I was 18 years old and for some reason, I was obsessed with climbing, buildings, trees, I don’t know what else that you climb, but if I could I would have. I was at the height of my pubescent risk-taking. One afternoon myself and another friend decided to get one of our other friends to jump off the top of a 5 metre high stump. Now, this friend was 2 metres tall so we figured it probably wasn’t a big deal for him to jump from 5 metres. It took us a while but eventually, he jumped out of the tree.
Now I know what you are thinking, was he alright? The answer is yes, he was fine. And yes, teenage boys aren’t the smartest, but I tell this story to ask you another question.
Was it wrong for my friend to jump off the 5 metre high stump? No, it wasn’t breaking God’s law or the law of the land.
For me, I have been thinking about decision making, and how we make our decisions. Often what we do is create for ourselves a right or wrong dichotomy. It is either right or it is wrong. Yet I believe for us to make better decisions we must give ourselves more options. We must move away from things being right or wrong, instead, we must add an extra dimension to our decision making.
I think this extra dimension comes around helping us not only choosing the right option, but also the wise option. Let me explain how this works. Imagine you are in a relationship, you and your boyfriend/girlfriend are committed to saving yourself for marriage, and want to be above reproach in your behaviour. You live with a couple of friends and you also have a spare bedroom.
One night your partner has stayed late and doesn’t want to have to drive home. Is it wrong for them to stay the night? You can put them up in the spare room. So is it wrong? How would you prove that to me? I don’t think you could find anything in your Bible or logically that could prove the moral wrongness of the decision for your partner to stay in the spare room while you slept in your room. On paper, it looks harmless. Let me ask a better question, is it wise?
This question forces us to think beyond moral rightness and wrongness. It asks us, would it be wise to do this if we want to be above reproach? Is it wise to have been up so late, and then be seeing each other going to bed, knowing they are just down the hallway? Is it wise, in the sense that this could lead to a compromise down the road?
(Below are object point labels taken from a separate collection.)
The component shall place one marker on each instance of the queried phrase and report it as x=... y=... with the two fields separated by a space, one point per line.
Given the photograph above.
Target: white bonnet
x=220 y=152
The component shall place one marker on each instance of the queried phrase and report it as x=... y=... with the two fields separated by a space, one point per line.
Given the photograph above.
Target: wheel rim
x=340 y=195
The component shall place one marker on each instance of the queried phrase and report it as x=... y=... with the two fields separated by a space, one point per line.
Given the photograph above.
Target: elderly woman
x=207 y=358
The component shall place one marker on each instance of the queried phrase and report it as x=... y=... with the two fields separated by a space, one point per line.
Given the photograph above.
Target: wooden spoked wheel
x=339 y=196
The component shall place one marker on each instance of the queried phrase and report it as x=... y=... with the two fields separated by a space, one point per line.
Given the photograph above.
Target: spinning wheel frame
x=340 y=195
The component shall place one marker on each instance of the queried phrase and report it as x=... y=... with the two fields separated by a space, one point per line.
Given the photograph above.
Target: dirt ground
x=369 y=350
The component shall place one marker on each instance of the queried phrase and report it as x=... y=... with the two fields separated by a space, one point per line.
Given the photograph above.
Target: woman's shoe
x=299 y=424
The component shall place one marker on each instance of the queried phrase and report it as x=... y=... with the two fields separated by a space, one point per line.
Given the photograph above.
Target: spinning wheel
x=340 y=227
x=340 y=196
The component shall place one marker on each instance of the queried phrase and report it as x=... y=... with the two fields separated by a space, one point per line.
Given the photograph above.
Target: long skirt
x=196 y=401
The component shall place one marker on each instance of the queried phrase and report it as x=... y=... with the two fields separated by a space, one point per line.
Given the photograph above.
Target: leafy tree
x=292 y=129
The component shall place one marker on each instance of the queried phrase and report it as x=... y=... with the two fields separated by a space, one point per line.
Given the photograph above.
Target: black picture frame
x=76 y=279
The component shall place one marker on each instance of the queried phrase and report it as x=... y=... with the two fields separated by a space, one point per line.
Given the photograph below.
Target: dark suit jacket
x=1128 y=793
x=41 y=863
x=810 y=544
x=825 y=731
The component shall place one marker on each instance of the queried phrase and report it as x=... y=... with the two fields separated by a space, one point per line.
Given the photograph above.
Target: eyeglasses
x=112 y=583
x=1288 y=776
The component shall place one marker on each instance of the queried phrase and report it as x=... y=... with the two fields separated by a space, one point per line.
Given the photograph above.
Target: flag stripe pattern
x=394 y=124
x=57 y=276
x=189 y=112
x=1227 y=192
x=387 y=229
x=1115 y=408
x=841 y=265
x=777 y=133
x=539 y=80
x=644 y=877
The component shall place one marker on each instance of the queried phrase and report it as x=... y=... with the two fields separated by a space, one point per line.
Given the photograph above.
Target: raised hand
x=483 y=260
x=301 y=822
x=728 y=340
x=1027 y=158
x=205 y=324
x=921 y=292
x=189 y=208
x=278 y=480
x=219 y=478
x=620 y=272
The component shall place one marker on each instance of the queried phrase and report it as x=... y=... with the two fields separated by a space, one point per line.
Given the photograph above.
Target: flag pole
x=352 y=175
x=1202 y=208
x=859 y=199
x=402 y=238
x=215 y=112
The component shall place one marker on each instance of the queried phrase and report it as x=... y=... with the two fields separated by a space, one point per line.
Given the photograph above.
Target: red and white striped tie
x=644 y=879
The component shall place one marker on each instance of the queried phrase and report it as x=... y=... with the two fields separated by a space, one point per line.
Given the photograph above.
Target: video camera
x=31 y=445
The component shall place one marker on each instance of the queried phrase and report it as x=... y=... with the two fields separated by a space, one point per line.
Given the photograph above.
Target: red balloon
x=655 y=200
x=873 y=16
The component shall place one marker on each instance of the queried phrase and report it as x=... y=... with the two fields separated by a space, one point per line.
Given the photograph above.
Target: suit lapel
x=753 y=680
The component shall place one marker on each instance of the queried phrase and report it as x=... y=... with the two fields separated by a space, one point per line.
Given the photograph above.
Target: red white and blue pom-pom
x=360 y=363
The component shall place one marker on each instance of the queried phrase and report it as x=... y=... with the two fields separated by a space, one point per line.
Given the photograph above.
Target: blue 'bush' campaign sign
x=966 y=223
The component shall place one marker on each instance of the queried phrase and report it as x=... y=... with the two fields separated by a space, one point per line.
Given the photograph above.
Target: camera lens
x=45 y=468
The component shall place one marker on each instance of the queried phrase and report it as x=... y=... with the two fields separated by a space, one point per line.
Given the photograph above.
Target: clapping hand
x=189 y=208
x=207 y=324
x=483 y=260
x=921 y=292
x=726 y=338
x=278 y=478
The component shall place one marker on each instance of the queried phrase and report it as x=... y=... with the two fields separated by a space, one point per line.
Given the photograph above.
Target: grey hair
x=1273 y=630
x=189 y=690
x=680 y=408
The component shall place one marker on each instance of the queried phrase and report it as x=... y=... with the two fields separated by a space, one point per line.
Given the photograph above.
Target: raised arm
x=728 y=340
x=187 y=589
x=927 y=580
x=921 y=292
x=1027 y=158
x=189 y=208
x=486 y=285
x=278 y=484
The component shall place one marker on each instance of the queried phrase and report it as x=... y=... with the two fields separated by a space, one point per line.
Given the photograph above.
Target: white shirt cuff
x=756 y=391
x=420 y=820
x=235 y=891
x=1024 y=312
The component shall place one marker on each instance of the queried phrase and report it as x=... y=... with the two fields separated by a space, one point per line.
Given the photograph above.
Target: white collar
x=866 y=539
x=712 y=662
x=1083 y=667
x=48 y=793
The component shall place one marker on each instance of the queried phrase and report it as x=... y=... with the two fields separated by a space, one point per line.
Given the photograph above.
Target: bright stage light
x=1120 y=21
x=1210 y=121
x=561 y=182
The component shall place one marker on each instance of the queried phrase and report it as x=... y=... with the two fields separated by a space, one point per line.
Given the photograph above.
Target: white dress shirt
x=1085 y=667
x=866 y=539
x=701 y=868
When we add this question, we get a whole new perspective to our decision. We can get an answer that says it’s morally right, but unwise. So we choose a different, more wise action that leads us to a morally right and wise decision. This decision will lead to even greater fruit.
For the above example, I believe the “morally right” but unwise decision is to let the other stay in the spare room. While the morally right and wise decision is to either drive them home, or if this is a long distance situation to arrange other accommodation. Others will respect the decision and the commitment to honour your vision for your relationship. As well as stopping you from taking the slippery road of compromise.
I hope you can already see the extra value of asking this extra question, I hope you can see the extra dimension it brings to our decisions that we make.
It will help you to not just make morally right decisions, but morally right and wise decisions. Which I believe we can see are the best decisions. Ephesians 5:15 encourages us to make this our desire. It says “Look carefully then how you walk, not as unwise but as wise.” This is something we are encouraged to aim for.
My encouragement to you is to be someone who is known for making great decisions, and I genuinely believe by asking yourself the second question of, “Is this wise?” will lead to that being your reputation.
I also believe this will help you grow as you think bigger picture, think long term and think about how your decisions are impacting others around you.
May you be people who are not just doing the right thing, but doing the right thing wisely.